The sun was brilliant and burdensome through the leaded glass as Constance approached the heavy front door, which was slightly ajar. The backlit officers appeared as darkened silhouettes. She nodded. They did not, but stood directly in front of her, blocking her way, in case her impulse to flee overwhelmed her. The taller tipped his cap, staring at her directly, then turned his head to the other expectantly.
“Mrs. Halstead?”
“Yes.”
“Mrs. Benton Halstead?”
She nodded. Whom had they expected?
The officer circled his cap nervously in his hands. “We need to speak with you, ma’am.”
“Yes. Well, here I am. In person. Speak.”
“Well, ma’am. Perhaps it may not be best to speak right here.” A hinge creaked as he pushed the door behind him shut. “You might prefer to sit down. Might we come in, please, ma’am?”
“Am I in jeopardy, then? Do you wish to arrest me for taking hand-me-downs to the orphanage? Stolen goods, perhaps?” Constance astonished herself that her wit had somehow reappeared. But she had been inappropriately flip. She glanced from one to the other in what she hoped seemed like amusement. Then sobered when their faces remained unbrokenly solemn. “Very well, then. Follow me in, please.”
Constance led them from the foyer to the salon but remained standing, in her head a lingering thought that she must remember to oil the hinges on the front door. In the drawing room, where she could see them, her awareness settled on the officers. Perspiration dampened her linen day dress. She bade the men wait a moment while she checked on her children. And tried to still her trembling. When she returned, Constance noted how the men were visually inspecting the house. Finer than they had imagined, she thought, or not as fine as they had expected?
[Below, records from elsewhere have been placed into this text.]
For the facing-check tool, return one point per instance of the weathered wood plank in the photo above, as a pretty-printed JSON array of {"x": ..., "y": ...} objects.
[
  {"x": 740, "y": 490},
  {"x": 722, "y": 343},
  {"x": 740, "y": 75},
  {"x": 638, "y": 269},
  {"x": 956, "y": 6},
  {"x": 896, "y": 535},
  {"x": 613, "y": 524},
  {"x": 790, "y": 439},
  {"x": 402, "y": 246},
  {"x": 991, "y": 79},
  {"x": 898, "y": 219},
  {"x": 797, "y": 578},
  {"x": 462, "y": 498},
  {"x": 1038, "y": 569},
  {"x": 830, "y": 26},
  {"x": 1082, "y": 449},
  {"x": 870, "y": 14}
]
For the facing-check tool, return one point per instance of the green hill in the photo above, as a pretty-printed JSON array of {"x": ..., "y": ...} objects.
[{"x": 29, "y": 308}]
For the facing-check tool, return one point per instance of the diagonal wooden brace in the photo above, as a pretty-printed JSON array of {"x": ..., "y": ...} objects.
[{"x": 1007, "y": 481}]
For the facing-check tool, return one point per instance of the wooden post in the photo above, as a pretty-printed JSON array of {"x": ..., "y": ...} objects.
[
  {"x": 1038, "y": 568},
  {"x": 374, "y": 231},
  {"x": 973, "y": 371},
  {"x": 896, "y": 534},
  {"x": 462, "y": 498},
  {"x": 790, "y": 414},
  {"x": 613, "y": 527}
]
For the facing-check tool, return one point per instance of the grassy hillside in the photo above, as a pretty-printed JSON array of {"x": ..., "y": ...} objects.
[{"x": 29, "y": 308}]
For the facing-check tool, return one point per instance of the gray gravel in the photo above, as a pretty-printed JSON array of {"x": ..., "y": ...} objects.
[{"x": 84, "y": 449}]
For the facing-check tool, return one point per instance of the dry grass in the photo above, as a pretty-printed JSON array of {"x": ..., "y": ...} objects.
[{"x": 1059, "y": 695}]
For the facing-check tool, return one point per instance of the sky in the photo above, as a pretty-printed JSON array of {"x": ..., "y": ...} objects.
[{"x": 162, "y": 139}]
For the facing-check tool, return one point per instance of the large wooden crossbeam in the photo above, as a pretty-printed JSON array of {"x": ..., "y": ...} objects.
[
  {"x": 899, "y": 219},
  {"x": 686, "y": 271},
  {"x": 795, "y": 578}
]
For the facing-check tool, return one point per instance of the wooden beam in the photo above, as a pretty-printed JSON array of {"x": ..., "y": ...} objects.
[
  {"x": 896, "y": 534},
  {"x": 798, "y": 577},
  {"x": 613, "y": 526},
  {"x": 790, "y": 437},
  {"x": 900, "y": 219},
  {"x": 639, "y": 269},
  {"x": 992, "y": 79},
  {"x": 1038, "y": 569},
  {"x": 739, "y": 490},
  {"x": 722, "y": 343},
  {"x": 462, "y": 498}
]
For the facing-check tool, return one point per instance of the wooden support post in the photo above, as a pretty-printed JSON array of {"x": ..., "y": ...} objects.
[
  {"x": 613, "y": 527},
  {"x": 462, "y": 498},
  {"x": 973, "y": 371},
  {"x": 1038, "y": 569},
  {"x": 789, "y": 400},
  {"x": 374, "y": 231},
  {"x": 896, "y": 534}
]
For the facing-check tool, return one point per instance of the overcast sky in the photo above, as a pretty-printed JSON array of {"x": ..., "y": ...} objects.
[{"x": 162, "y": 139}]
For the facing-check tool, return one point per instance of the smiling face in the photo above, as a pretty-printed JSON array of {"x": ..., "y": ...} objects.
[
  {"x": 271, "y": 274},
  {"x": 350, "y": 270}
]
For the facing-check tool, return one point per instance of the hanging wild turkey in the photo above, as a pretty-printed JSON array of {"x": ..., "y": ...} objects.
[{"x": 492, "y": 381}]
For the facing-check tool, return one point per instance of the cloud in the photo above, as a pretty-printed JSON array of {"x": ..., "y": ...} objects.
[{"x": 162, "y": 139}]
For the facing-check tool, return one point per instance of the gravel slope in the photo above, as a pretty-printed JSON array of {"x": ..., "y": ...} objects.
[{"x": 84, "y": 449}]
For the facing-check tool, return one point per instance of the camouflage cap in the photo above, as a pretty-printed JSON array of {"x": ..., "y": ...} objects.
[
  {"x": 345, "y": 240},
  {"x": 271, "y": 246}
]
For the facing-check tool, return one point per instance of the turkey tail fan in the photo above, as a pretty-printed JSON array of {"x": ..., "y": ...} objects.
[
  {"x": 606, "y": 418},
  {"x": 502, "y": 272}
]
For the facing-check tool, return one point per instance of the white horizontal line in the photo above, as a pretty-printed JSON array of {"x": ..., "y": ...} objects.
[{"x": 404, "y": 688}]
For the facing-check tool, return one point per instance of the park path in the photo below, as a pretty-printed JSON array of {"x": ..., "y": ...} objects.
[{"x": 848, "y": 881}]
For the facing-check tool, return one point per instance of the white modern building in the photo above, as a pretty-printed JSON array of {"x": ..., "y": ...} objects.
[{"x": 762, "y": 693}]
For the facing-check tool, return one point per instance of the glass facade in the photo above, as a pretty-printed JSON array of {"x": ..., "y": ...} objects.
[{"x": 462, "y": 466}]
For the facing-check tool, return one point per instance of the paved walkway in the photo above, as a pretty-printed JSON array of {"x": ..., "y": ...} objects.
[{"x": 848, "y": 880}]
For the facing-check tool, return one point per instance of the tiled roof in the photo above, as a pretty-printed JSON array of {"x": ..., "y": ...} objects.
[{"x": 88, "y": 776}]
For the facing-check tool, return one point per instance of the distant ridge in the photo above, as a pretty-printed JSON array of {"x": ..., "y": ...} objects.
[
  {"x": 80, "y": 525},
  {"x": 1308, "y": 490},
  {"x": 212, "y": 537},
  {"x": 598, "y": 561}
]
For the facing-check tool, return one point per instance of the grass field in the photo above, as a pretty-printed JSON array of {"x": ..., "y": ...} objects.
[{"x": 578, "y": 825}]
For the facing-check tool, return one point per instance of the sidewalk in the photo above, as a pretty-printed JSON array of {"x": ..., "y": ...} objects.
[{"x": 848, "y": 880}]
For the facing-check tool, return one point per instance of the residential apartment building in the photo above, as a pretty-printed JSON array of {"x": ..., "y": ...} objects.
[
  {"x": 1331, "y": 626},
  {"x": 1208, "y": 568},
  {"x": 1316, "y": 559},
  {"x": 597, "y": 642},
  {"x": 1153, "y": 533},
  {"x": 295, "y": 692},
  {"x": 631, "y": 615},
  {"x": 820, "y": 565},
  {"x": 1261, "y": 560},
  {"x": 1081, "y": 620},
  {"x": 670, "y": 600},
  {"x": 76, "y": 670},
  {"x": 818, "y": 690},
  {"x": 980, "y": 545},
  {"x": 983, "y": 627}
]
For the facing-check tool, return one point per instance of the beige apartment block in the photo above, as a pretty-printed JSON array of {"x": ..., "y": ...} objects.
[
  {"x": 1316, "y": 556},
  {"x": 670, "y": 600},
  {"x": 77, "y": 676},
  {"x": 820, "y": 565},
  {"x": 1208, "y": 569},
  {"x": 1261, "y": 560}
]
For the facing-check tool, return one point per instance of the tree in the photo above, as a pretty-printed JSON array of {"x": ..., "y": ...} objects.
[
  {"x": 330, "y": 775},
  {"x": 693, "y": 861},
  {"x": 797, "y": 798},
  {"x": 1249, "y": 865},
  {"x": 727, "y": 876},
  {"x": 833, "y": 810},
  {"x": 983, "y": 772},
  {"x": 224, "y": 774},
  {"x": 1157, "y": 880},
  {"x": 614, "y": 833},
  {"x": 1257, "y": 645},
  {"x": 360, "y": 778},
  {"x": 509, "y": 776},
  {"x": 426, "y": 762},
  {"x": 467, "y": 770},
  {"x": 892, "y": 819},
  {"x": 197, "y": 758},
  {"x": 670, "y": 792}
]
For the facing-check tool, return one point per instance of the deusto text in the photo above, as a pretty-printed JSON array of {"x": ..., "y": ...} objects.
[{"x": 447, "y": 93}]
“Now, gentlemen,” she said, “what is it you wish to speak with me about?”
“My apologies, ma’am. Sorry to have to interrupt your schedule. We find ourselves in need of your assistance,” said the shorter of the two.
“Assistance? Whatever for?”
The taller officer took the lead at last. “At the morgue, ma’am. We are in need of your assistance at the morgue, Mrs. Halstead.”
“At the morgue?” She swung her head sharply. “That is what you said? At the morgue.”
“Yes, ma’am.” The taller one was in charge again. “I’m Officer Pulgrum, and this is Officer Dean. We are here to ask you to come with us to help identify a body, ma’am.”
Constance released her hold on the back of the blue velvet chair, swiveled, then lowered herself at last into it, almost in slow motion. “A body?”
The officers had stepped in front of her as she sat. Afraid I’ll faint, she thought.
“We believe it to possibly be that of your husband, ma’am.” Officer Pulgrum’s voice was steady.
Constance sat immobile, silent, choking on her breath.
“I’m sorry, Mrs. Halstead. There is no easy way to speak of things like this.”
“No, no easy way,” Constance whispered over her erratic breath.
“It’s possible that it is not your husband. Which is why we need your help.”
Constance jerked her head up toward them, then turned from one to the other. “You have come to have me identify my husband, whom you say is dead, and then you say perhaps it is not my husband and my husband may walk in the door this minute? What in God’s name are you saying?”
The men looked at one another. Officer Dean took the lead. “A corpse was found in a body of water near the railroad trestle on a farm up near the Mississippi border. Apparently, fell from the train. There was a good bit of damage to the face and head.”